RANK() is similar to ROW_NUMBER() , i.e. it numbers the rows; however, it differs from ROW_NUMBER() when it comes to numbering the rows with the same values. For instance, If we were to number the rows based on salary for each department, in other words we order by salary, we might have employees with the same salaries for within certain departments. In this case, ROW_NUMBER() gives them different numbers, whereas RANK() gives them the same number, i.e. rank.

DENSE_RANK() is the same as RANK() , ie. it also ranks the rows. The difference lies on how they treat the trailing row after ranking the rows with the identical values. RANK() and DENSE_RANK() would give identical rows the same rank, then RANK() would skip the proceeding value(s) and continue to rank the rows, whereas after ranking the identical rows with the same rank DENSE_RANK() wouldn't skip any value(s). It is best to describe what each one does with an example.

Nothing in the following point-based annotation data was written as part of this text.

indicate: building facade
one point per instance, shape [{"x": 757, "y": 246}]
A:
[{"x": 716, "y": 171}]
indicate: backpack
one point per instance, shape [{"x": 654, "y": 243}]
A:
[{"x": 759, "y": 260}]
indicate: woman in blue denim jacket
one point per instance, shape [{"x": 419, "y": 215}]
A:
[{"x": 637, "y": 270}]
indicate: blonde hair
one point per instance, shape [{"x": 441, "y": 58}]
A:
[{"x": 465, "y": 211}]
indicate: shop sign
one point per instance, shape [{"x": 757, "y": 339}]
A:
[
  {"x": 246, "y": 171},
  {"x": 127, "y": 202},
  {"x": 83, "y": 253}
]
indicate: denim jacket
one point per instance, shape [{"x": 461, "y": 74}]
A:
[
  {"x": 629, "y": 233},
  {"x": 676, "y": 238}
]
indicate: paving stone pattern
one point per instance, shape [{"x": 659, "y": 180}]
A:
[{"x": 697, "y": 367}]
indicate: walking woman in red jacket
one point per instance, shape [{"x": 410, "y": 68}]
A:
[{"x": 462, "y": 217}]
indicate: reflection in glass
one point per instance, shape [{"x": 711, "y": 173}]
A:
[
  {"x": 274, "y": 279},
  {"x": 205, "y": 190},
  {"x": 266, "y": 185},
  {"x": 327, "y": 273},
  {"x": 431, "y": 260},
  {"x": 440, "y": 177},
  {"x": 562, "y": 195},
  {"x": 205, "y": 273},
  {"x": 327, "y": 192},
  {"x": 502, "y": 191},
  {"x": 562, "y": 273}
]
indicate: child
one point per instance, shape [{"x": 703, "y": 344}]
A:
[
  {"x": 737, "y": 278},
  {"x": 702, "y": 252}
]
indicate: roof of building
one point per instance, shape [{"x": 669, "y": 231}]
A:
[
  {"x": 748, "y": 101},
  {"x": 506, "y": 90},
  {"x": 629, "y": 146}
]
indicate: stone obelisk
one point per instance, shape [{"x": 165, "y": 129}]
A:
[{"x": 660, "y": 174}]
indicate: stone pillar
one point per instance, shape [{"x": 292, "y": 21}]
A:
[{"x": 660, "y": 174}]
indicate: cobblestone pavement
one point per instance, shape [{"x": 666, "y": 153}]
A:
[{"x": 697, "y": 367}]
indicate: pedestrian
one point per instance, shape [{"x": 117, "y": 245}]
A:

In the following query, we order salaries in descending order per deparment and number each value using ROW_NUMBER(), RANK() , and DENSE_RANK(). ROW_NUMBER() does its job and numbers each row per department without any constraints. RANK() , and DENSE_RANK() on the other hand ranks the rows and considers values being equal. For instance, in the Ad Tech team two employees have the same salaries rows 2 and 3; therefore have the same ranks. The following 4th row, however, is ranked as 4 by the RANK() and as 3 by the DENSE_RANK() function:

SELECT 
  dept,
  salary,
  ROW_NUMBER() OVER (PARTITION BY dept ORDER BY salary DESC) AS row_number,
  RANK() OVER (PARTITION BY dept ORDER BY salary DESC) AS rank,
  DENSE_RANK() OVER (PARTITION BY dept ORDER BY salary DESC) AS dense_rank
FROM employees;

Output:

In the above table, we also see that the same phenomenon is also observed for the Ads Visuals team as well.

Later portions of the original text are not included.